Dynamic complexity arises in problem settings where cause and effect are distant in time and space, where many interdependent factors interact to generate problem symptoms, often with long time delays or across large distances.  In such settings, even knowledgeable actors committed to long-term improvement typically misdiagnose the causes of problems and pursue strategies that at best ameliorate symptoms in the short run, while often creating worse problems in the longer term (Bakken, 1993; Carroll et al., 1998; Einhorn & Hogarth, 1986, Sterman, 1989).  Ackoff (1974) labeled problems that cannot be solved by addressing component problems in isolation as “messes.”  Sustainability presents a classic context of problems characterized by both high dynamic complexity and high behavioral complexity, what we have called elsewhere “wicked messes” (Roth & Senge 1995).  

 

Experiences over the past decade with first the MIT Organizational Learning Center and now  the Society for Organizational Learning (SoL) suggest that fostering collaboration across many organizations may hold a key to sustaining learning around wicked messes (Senge 1993, Schein 1995). The evolution of more sustainable enterprises ultimately requires changes in assumptions, personal and interpersonal behaviors, organizational practices, and formal and informal processes and structures (Bradbury and Clair, 1999; Ehrenfeld, 1998). We believe that such learning can best be generated in communities of practice (Brown & Duguid, 1991, Wenger 1999) drawn from a network of interpersonal relationships of requisite breadth and depth.  More specifically, such "community action research" (Scharmer & Senge, 2000) can enable the development of:

(1) personal relationships and networks that can sustain change through the inevitable ups and downs in individual organizations;

(2) longer-term and deeper inquiry than is possible in individual organizations overwhelmed by day-to-day pressures;

(3) collaborative capacity building, such as through shared educational programs, learning tools and processes;

(4) collaborative experiments with new learning approaches; and

(5) a systemic perspective emerging from facing common dilemmas and dynamics in different organizational settings.

 

Inspired by these ideas, in 1999, a group of SoL member companies, consultants and researchers came together to form the SoL Sustainability Consortium.  The collaborative effort is just in its infancy.  Nonetheless, it represents a promising approach to building knowledge for fundamental change, a promise validated by a recent grant from the US National Science Foundation to observe, assess, and offer ways to improve the overall process (Bradbury et.al., 2000).
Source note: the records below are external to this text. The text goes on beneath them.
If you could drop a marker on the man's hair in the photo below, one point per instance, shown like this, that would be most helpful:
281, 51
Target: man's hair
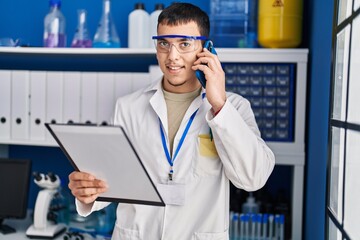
182, 13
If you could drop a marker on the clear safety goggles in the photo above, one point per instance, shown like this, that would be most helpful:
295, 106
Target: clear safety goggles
185, 44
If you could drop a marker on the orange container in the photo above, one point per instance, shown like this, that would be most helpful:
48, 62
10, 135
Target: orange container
280, 23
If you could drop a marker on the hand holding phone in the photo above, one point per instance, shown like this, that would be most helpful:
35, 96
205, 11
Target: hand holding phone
199, 74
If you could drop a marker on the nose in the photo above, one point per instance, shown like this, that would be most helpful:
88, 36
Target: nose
173, 52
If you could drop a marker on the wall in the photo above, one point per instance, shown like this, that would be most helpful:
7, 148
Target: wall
320, 15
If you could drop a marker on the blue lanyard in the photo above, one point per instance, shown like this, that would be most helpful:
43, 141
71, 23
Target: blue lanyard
166, 150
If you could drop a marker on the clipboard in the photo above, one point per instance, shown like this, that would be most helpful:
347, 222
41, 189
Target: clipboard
107, 153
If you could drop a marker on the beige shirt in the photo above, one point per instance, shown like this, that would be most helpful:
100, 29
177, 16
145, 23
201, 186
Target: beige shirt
177, 104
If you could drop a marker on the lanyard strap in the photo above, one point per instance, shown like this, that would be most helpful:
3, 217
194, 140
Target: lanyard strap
166, 150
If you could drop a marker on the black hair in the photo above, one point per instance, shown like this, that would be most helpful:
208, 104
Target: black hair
182, 13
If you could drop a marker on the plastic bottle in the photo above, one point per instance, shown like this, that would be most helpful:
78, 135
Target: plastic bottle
250, 206
106, 35
154, 20
54, 26
139, 32
280, 23
81, 38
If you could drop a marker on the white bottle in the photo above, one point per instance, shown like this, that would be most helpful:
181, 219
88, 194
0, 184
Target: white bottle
139, 32
250, 206
154, 20
54, 26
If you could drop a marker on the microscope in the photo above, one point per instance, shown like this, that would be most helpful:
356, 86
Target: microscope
43, 227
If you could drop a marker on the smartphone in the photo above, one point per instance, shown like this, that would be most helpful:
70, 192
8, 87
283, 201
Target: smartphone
199, 74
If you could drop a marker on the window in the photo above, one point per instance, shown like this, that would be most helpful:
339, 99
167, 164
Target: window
343, 183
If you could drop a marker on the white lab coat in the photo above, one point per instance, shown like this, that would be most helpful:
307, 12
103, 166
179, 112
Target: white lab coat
242, 157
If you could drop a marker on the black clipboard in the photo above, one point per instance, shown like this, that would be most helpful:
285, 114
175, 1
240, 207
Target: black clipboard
107, 153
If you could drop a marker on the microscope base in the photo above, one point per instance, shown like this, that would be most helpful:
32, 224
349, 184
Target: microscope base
49, 232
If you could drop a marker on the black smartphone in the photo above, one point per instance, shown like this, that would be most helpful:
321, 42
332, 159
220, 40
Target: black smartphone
199, 74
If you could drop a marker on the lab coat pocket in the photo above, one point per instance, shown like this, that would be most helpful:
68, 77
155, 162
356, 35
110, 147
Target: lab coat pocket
208, 163
125, 234
207, 146
211, 236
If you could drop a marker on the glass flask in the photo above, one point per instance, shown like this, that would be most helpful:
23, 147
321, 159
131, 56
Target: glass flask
81, 38
106, 35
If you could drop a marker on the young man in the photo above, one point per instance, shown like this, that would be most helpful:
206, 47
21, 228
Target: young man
191, 140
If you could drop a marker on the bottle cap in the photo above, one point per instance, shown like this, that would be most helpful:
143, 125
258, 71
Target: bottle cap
140, 6
55, 3
159, 6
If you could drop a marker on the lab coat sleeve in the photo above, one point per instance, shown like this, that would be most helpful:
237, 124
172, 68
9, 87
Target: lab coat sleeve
85, 210
247, 160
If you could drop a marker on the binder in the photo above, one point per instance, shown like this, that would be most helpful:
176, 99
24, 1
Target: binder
20, 105
5, 103
123, 85
106, 99
54, 99
71, 104
88, 101
37, 105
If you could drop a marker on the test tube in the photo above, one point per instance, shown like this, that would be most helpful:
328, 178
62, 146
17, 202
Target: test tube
242, 226
258, 226
231, 228
282, 229
277, 226
265, 220
236, 226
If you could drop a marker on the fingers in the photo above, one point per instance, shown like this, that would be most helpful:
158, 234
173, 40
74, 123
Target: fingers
206, 59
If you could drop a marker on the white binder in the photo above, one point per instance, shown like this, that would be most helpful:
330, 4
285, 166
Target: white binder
71, 104
122, 84
54, 99
88, 101
20, 105
106, 99
5, 103
37, 105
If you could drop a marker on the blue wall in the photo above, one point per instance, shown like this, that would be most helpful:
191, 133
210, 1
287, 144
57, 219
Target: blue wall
320, 20
24, 19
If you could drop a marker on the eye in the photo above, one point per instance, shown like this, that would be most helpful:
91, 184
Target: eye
186, 44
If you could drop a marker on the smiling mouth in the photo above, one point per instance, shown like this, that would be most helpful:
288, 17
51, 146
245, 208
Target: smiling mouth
174, 68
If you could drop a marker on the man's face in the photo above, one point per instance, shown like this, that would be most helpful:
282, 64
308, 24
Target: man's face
178, 75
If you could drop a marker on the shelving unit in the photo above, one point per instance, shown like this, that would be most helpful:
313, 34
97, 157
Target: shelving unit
290, 153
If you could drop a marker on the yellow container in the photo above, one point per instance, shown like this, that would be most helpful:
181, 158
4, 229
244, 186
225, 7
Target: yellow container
280, 23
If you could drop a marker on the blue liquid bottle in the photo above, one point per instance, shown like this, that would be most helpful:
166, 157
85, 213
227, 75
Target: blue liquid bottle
81, 38
106, 35
54, 26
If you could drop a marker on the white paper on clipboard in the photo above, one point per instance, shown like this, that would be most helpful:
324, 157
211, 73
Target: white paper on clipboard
107, 153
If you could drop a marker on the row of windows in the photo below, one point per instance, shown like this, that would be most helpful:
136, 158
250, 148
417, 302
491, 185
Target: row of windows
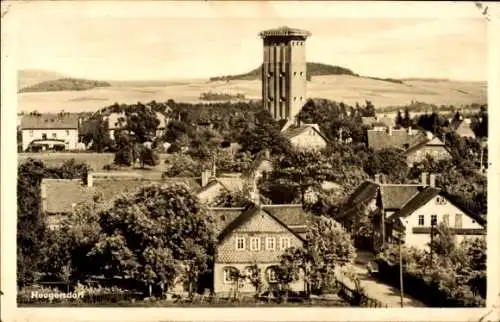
54, 135
232, 274
270, 74
270, 99
446, 220
255, 243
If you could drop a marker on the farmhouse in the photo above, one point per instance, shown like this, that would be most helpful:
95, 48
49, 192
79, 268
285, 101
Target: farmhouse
50, 131
118, 121
59, 197
305, 136
212, 187
431, 146
394, 201
462, 127
416, 144
415, 219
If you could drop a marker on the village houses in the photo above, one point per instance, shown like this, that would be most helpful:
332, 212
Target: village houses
57, 131
118, 121
410, 209
416, 144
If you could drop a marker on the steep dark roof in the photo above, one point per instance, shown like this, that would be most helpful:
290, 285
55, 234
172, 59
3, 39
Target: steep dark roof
368, 120
398, 138
426, 142
294, 131
290, 215
224, 216
246, 215
396, 196
50, 121
425, 195
365, 192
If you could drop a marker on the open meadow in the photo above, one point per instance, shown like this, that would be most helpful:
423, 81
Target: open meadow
95, 160
348, 89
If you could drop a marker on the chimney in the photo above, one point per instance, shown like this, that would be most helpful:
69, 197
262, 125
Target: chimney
254, 194
205, 177
432, 180
424, 178
43, 195
90, 179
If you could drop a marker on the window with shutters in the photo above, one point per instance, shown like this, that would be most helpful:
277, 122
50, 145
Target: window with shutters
255, 244
458, 221
270, 243
240, 243
284, 243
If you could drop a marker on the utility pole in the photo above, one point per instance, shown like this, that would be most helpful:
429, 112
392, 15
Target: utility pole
433, 224
401, 270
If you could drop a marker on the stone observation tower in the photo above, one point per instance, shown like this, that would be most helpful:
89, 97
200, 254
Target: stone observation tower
284, 72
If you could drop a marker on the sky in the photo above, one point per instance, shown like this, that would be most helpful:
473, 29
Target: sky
166, 40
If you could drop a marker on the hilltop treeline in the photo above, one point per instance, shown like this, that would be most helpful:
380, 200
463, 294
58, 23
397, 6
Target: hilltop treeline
65, 84
313, 69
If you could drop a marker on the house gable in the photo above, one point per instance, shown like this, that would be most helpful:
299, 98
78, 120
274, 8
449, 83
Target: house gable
440, 207
254, 223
What follows is the basic framework that has served to guide developing the consortium, as well as several examples of the role system dynamics is playing in the consortium’s development.

 

 

Creating the Collaborative

The Sustainability Consortium was initiated through invitations from BP-Amoco and Interface (a leading manufacturer of commercial carpeting).  The aim was to accelerate change, rather than argue about environmentalism. Consequently, companies were invited to join only if they viewed, or were coming to view, sustainability as a cornerstone of their long-term strategy (Carstedt, Lauer, Schley, & Senge, 1999).  By the end of the year, Detroit-Edison, Ford, Harley-Davidson, Nike, Northeast Utilities, Shell International, Visteon, The World Bank, and Xerox were participating.

 

Our work with the Sustainability Consortium is guided by a framework that has been evolving in response to insights from research and practice about learning communities (Senge et.al., 1994). The framework draws on literatures from interdisciplinary fields of organizational change, development and learning, predicated on a structuration (e.g., Giddens, 1984; Orlikowski, 1996) rather than a punctuated (Weick & Quinn, 1999) approach to organizational change. This framework distinguishes between a deep learning cycle -- involving new skills and capabilities, new practices and sensibilities, and new beliefs and deep assumptions -- and the context or environment needed to initiate, nurture and sustain that cycle (Fig. 1). A key assumption that underlies this distinction is that, while new capabilities, practices and assumptions (the circle in Fig. 1) is what ultimately matters, such deep learning is impossible to directly effect.  Instead, practical strategies involve establishing requisite guiding ideas, infrastructures, and tools and methods (the triangle in Fig. 1), for example through specific projects and other collaborative activities.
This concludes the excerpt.